After two and a half years in the pickling wilderness/cucumber patch, the Jarhead blog is back.
In the time since my last post, a lot has happened. I left Sydney, moved to the UK and then moved back to Sydney again. In between, I pickled and preserved some amazing British and European ingredients, and I'll be posting some of these recipes retrospectively (possibly trying to recreate them here in Australia).
One of the best things I made while I was away was sloe gin. Sloe gin gets its name from the fruit of the prunus spinosa, otherwise known as the 'Blackthorn' plant (and not because it should be consumed slowly, nor because it's time consuming to make...but it does take a while).
I think sloes are quintessentially British. They grow wild throughout the UK, in hedgerows and in the forest. Sloes can't be eaten straight off the plant - they're tart and tannic.

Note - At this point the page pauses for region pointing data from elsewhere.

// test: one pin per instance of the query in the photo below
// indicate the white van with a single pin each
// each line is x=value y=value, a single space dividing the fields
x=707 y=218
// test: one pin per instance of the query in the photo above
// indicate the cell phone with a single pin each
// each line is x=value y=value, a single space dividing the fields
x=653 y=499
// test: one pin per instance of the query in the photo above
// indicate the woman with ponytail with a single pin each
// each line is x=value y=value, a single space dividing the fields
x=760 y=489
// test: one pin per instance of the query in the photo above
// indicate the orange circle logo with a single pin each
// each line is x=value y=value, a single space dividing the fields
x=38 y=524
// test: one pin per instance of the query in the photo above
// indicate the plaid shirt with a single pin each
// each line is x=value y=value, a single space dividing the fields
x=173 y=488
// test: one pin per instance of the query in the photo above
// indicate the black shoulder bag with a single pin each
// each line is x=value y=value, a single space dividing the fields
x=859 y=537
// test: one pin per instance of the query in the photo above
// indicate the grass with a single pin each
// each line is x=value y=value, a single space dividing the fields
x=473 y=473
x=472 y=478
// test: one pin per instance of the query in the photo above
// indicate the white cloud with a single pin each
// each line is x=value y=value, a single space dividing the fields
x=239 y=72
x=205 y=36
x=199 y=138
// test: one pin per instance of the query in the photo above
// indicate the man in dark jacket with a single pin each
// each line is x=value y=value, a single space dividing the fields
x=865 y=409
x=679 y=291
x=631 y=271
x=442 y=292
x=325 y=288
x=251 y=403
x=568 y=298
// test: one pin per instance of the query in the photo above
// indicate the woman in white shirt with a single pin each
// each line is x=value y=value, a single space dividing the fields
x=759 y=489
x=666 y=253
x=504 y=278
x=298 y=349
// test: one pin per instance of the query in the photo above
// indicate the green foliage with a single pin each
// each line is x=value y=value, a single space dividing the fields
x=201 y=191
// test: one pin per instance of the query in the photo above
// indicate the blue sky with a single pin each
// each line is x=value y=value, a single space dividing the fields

Because I lived in the middle of the bustling London metropolis, Blackthorn bushes were not exactly plentiful in my area. They're not something you can buy from the major UK supermarkets either (or at least I didn't manage to find any).
When you can't get your hands on fresh sloes, it helps to have a friend with a secret stash. One of my work colleagues was visiting his family Winchester one weekend and managed to gather a sizeable haul of sloes, which he brought back to London for me. He said that he found them while hiking in the New Forest, but I assume this was code for, "I found these sloes on my sprawling country estate while wearing tweed and hunting for pheasants".
I received some good tips on making sloe gin from a tour of the Sipsmith distillery in Chiswick. The tour was run by the head distiller. While showing us their impressive copper stills, they described the process for making their sloe gin. They mentioned that it's actually a myth that you need to use a pin to prick each sloe berry before soaking the berries in gin to extract the flavour. They claimed that the best method is to freeze the sloes. This breaks the tough skins of the sloes so that when they are added to the gin and begin to defrost, all of the flavour and colour permeates through gin. Sugar is then added afterwards to taste. Sipsmith have conveniently posted some of these tips on their website.
As far as I'm aware, sloes are difficult to find in Australia as they are native to the Northern hemisphere. A good alternative for making flavoured gin would be damsons (which are small plums). You can use the same process.
Sloe Gin Recipe
- A 2 litre jar.
- 1.5 litres of good quality London dry gin. I used Southbank London Dry Gin.
- Enough sloes to fill up half of the jar.
- White sugar.
- Wash the sloes and cut or pull off any remaining stalks.
- Place sloes in a plastic bag and place in freezer overnight.
- Place the frozen sloes into the jar, and then fill the jar up with your gin.
- Leave to macerate and infuse for at least three months, occasionally agitating the jar.
- After three months, strain the mixture and discard the sloes.
- Make a simple sugar syrup (1 part sugar to 1 part water).
- Add the sugar syrup to the strained sloe gin to taste.
- Place in old gin bottles for storage.
Sloe gin is sweet in comparison to regular gin or spirits. So I prefer to mix it with soda water (instead of tonic) and to add a squeeze of lime.